Lévitique chapitre 12/3 : "Et le huitième jour, il circoncira
la chair de son excroissance."
Ce commandement réalisé par Abraham à l'age de
99 ans revêt un caractère paradoxal : Bien qu'il soit difficile
et douloureux à réaliser, il est pourtant le plus répandu.
En effet, un Juif qui aurait peut-être même déjà
délaissé l'accomplissement du Grand Pardon sera encore viscéralement
attaché à circoncire son fils.
Nous nous proposons lors de cette étude de comprendre les raisons
de ce commandement et l'état d'esprit qui accompagne son accomplissement.
Dans la Torah la circoncision est appelée Berith - alliance.
Le Pa'had Yitshak, grand penseur juif contemporain, fait remarquer que
deux seules choses dans la Torah sont désignées par le terme
Berith - alliance. L'une est, la promesse que D. a faite à
l'humanité de ne plus envoyer de déluge sur le monde, l'autre
la circoncision. Ainsi, qui dit alliance, dit contrat de fidélité
absolue de la part de celui qui l'a fait. C'est donc que la circoncision
est un engagement éternel de l'homme vis à vis son Créateur.

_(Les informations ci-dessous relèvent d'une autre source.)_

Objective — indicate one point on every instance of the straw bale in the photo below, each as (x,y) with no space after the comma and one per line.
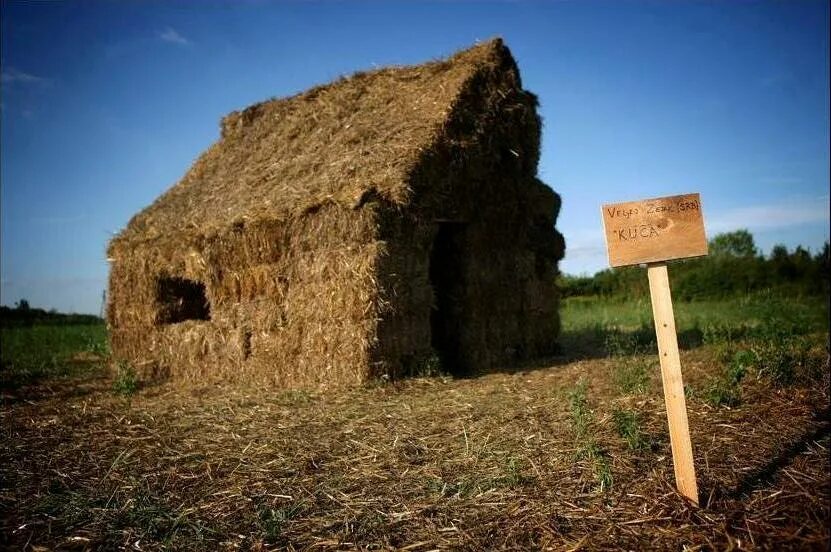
(312,225)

Mais alors, de quel engagement s'agit-il et pourquoi s'exprime-t-il par
la circoncision?
Le "Hinoukh", grand maître médiéval, dans la deuxième
mitsva de son livre, semble répondre à notre interrogation
: "...l'origine de ce commandement provient de ce que D. a voulu fixer
chez le peuple qu'il a distingué un signe fixe dans son corps afin
de le différencier des autres peuples sur le plan physique au même
titre qu'il l'est du point d vue spirituel... (et cette différence
se situe au niveau de l'organe de reproduction car il est l'origine du
maintien de l'humanité), et il y a dans cet acte un parachèvement
du corps de l'homme... et D. a voulu que ce parachèvement soit réalisé
par l'homme et ne l'a donc pas créé parfait dès sa
naissance. Ainsi, l'homme doit comprendre que de même que son corps
sera parachevé dès sa naissance, il se devra de parfaire
son âme par ses actes."
Il existe donc un double sens dans la circoncision. Tout d'abord, elle
consiste à marquer au niveau de l'organe de procréation,
siège du désir, un signe qui rappelle notre différence
de constitution spirituelle. Ensuite, elle doit susciter en nous un désir
de se parfaire d'un point de vue spirituel. C'est peut-être cette
quête de spirituel qui mérite de façon même inconsciente
le Juif le plus éloigné.
Nos sages considèrent l'acte de la circoncision, acte que le
père est sensé réaliser lui même, comme la première
obligation éducative. Or, la cérémonie de la circoncision
est toujours accompagnée d'une se'oudat mitsva, c'est à
dire d'un repas honorant l'événement. Cette cérémonie
semble prendre sa source chez Abraham qui, après avoir circoncis
son fils Isaac, fit un grand festin chapitre 21/8 : "Et il fit un grand
festin le jour où Isaac fut sevré."
Sevré, étant exprimé par le mot ; higamel
. - Ainsi, les tossafistes dans le traité talmudique Chabbat font
remarquer que le verbe higamel peut être lu `hé'
`guimel' , c'est à dire d'après le système de
numération des lettres : Hé - Guimel= 5+3=8. Il s'agit donc
du huitième jour et non du jour de sevrage.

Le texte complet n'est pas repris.